L. Rhodes@beehaw.org to Fediverse@lemmy.ml – 2 points –

I've noticed several people remarking on something that leapt out at me when I first starting using Lemmy at the beginning of the week: Topic redundancy.

There's redundancy on Reddit, too, of course, but the propensity is much higher on the fediverse. There are already hundreds of Lemmy/Kbin instances, and the fact that users on most of them can create their own verticals means we're bound to end up with hundreds of communities/magazines dedicated to broad categories Technology and Politics and Games and so on.

As I've pointed out elsewhere, that redundancy is not necessarily a bad thing. The nature of federation means that not all Technology verticals will be available to every instance, so having a choice of instances with thriving Technology verticals ends up helping instances avoid getting locked out of a topic that they may not want to host or can't handle particularly well.

But there are limits to the utility of redundancy. And there's a point at which subscribing to multiple verticals of the same topic turns counterproductive, filling your feed with so many duplicate links that they can push out worthwhile posts that you might have otherwise seen.

What's needed is a middle ground: Enough duplicates to serve everyone interested in a given topic, but not so many as to undermine the benefits of federation. Coordinating that across hundreds of instances is probably impossible, but instances can cut down on a lot of needless redundancy by being selective about which topics they cover, letting federation connect them to communities for the topics they don't.

That requires some restraint. As software, Lemmy and Kbin have taken their cues from Reddit, letting regular account-holders create their own communities. That feature wasn't originally part of Reddit— they added it when growth reached the point where admins couldn't keep up with subreddit requests.
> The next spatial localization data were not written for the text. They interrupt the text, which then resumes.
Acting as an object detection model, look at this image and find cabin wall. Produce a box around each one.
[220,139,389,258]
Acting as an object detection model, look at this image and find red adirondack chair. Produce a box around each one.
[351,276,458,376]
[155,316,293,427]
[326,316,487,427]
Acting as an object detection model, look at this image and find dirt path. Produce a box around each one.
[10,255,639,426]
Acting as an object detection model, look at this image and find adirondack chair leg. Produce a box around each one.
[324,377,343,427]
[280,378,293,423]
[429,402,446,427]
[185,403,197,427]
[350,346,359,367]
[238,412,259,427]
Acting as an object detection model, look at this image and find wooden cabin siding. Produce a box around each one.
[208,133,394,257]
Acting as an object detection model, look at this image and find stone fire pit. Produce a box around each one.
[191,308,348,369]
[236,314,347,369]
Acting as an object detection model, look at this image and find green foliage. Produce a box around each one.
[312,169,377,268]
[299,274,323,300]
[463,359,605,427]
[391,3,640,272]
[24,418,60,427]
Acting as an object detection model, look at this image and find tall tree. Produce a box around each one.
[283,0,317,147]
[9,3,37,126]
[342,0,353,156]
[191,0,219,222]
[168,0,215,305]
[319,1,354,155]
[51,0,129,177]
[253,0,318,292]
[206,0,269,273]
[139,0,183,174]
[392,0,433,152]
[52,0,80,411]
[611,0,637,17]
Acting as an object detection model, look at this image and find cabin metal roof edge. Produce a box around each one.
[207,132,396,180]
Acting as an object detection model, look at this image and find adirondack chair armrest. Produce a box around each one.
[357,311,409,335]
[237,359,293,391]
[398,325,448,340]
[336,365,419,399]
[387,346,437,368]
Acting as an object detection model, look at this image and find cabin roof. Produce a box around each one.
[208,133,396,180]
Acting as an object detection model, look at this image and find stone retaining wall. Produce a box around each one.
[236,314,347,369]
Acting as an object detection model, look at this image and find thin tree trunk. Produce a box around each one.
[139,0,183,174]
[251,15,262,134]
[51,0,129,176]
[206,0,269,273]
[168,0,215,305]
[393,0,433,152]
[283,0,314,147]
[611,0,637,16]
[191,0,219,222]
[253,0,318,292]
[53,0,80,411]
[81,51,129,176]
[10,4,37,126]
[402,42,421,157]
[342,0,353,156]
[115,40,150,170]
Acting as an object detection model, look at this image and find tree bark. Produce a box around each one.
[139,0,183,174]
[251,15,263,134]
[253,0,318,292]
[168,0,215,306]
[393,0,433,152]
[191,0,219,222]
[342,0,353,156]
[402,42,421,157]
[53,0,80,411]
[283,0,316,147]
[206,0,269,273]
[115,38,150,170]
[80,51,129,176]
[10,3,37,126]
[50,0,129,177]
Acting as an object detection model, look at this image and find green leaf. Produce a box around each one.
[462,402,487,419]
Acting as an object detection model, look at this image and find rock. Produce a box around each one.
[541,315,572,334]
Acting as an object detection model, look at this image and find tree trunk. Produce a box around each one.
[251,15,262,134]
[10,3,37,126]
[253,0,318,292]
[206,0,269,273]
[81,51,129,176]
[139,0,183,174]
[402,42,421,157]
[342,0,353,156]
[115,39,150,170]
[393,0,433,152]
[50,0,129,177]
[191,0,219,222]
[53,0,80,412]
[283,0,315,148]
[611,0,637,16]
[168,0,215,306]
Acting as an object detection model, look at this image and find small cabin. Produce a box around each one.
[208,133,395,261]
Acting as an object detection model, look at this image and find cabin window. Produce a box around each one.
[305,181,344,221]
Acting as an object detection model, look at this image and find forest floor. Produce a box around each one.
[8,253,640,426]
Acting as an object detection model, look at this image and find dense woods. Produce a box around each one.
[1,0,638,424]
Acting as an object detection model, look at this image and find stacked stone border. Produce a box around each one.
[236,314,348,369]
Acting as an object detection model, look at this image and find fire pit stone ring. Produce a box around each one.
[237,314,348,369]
The situation is different on the fediverse, and most instances don't need to operate the same way as a single-domain website will millions of users. Beehaw, the instance I'm on, reserves community creation for the administrators, and so long as they're responsive to requests, I think that's probably the wisest course of action.

More than that, I don't think they should approve every request. Too many verticals becomes difficult to manage. And (more to the point) there's no need to cover every topic. Other instances are going to handle some better. There's no reason Beehaw users shouldn't subscribe to those.

Take politics, for example. Someone recently requested a US Politics community to keep US-centric posts from drowning out the politics of the rest of the world. That's reasonable, but why stop at US politics? Why not politics for every country? Every state or province? Every city? At what point does it stop being reasonable to subdivide the topic?

What would be better for everyone, I think, is for each instance to decide which regions they're best qualified to host a Politics vertical. Let admins who know how to handle US politics manage the community for that region. The admins who know EU politics can handle that. There can be a Politics for every region instances feel competent to cover. And once we get a sense of who covers what, people will gravitate to the ones that cover and moderate them well.